Com um novo professor, o maestro resolveu procurar uma casa mais próxima à Heliópolis: “Foi quando descobri uma antiga fábrica de suco no bairro de Sacomã”. Nesta mesma ocasião, profissionais ligados ao maestro decidiram inscrever o projeto na Lei Nacional de Incentivo à Cultura / Lei Rouanet. Então foi possível buscar patrocinadores para ampliar a atividade. Baccarelli relembra da primeira apresentação: “Comprei tudo, os garotos não tinham roupas, sapatos…. Fiz questão de convidar os pais e os professores para ver o que ia acontecer. Foi a primeira transformação interna”. Novos alunos foram surgindo: “Trabalhamos atualmente 5 escolas e a cada ano aquela sementinha se multiplica. A música é o ensino da civilidade”, ressalta. Micaela é exemplo disso.

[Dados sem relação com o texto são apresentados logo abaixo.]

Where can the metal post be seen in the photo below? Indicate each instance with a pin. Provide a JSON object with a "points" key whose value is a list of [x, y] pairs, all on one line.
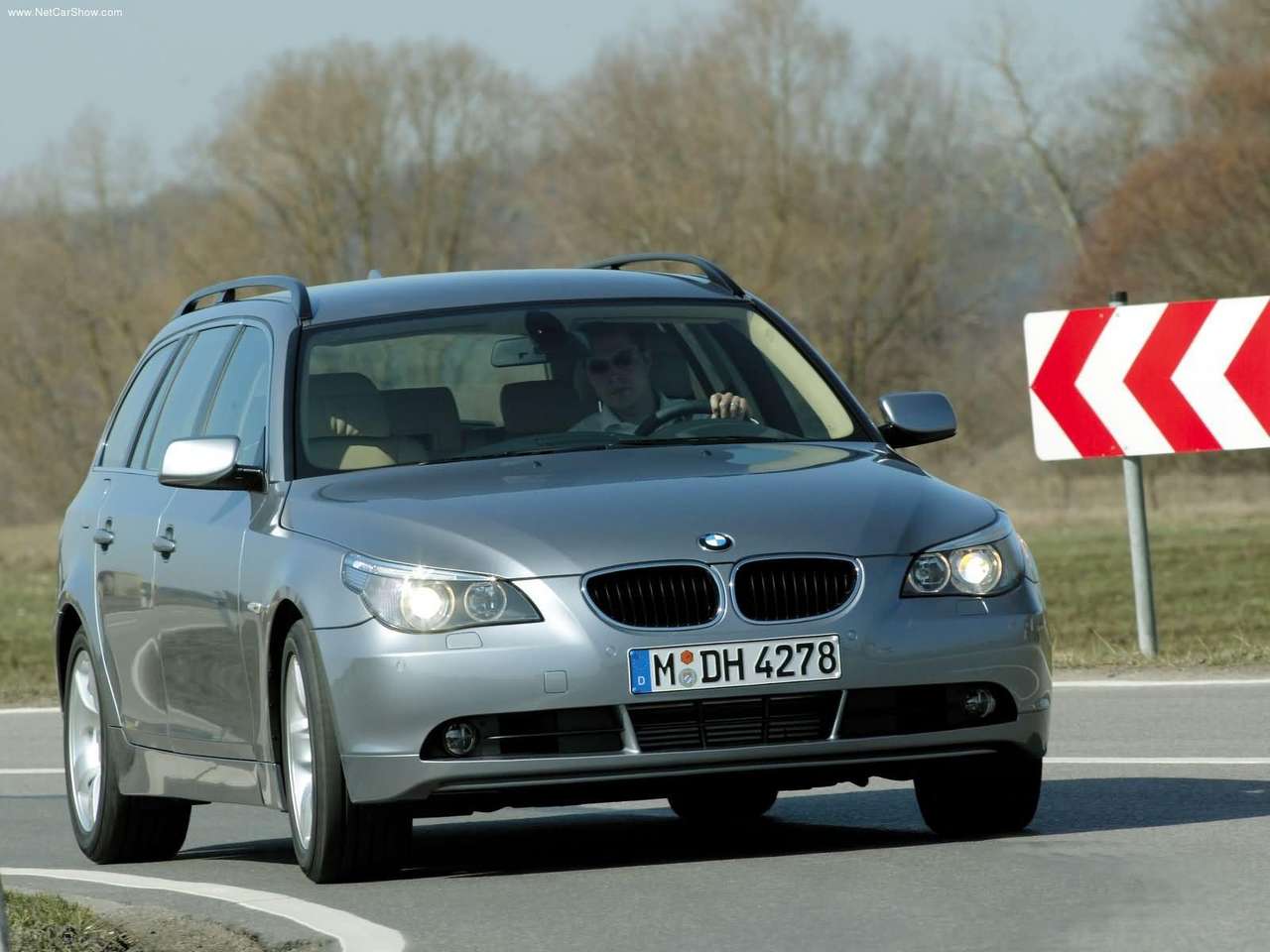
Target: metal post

Há três anos aprende música e escolheu a flauta: “Antigamente minha mãe reclamava que eu não saía da rua e hoje em vez de rua, canto no coral!”, diz a aluna de 12 anos. Novecentas crianças e adolescentes, de 7 a 25 anos, participam atualmente de vários projetos gerenciados pelo Instituto Baccarelli: a Sinfônica Heliópolis (prática orquestral), a Orquestra do Amanhã (iniciação e aprimoramento em estudos de instrumentos); o Coral da Gente (iniciação e aperfeiçoamento em canto coral e técnicas de expressão cênica); e o projeto Encantar na Escola (iniciação em canto coral aplicado em escolas da rede pública). Os alunos se apresentam nos mais importantes equipamentos públicos da cidade – o Coral da Gente inaugurou recentemente a árvore de Natal do Parque Ibirapuera.

Em plena expansão, a instituição está construindo no Largo São João Clímaco, uma sede de 5000 m2 e que será uma das maiores escolas de música da América Latina, com capacidade para três mil alunos. A qualidade musical dos alunos surpreendeu um dos maiores regentes do mundo, o maestro Zubin Mehta que visitou o Instituto em 2005. Ao assistir a Sinfônica Heliópolis, conduzida pelo maestro Roberto Tibiriçá – diretor artístico do Instituto -, tirou o paletó e resolveu assumir a regência do grupo. O jovem Adriano Costa Chaves, 19 anos – que começou a estudar música aos 15 – chamou a atenção de Mehta. Emocionado ao vê-lo executar uma parte do Concerto para Contrabaixo de Domenico Dragonetti, ofereceu ao aluno uma bolsa de estudos na Academia da Orquestra Filarmônica de Israel.

No dia do seu embarque, Adriano sussurrou no ouvido do maestro Baccarelli: “Deus haverá de recompensar o senhor”. Conhecer o Instituto Baccarelli é emocionante. Em uma sala espaçosa crianças de até 9 anos cantam em inglês, francês e italiano acompanhadas de um pianista. Durante o percurso, Sílvio Baccarelli é parado inúmeras vezes para receber abraços e beijos. “O segredo é o trabalho fundamentado no amor”, diz. O maestro até hoje se emociona ao ver o desenvolvimento dos alunos, seja ao passar pelos estúdios, onde estudam compenetrados ao lado do professor, seja durante apresentações, como a do dia 27 de novembro, ao ver o Quarteto de Cordas na Série de Concertos ao Meio-Dia do Mosteiro de São Bento: “Uma coisa eu tenho certeza, as crianças que passaram por aqui nunca serão bandidas.” Esse é o verdadeiro milagre!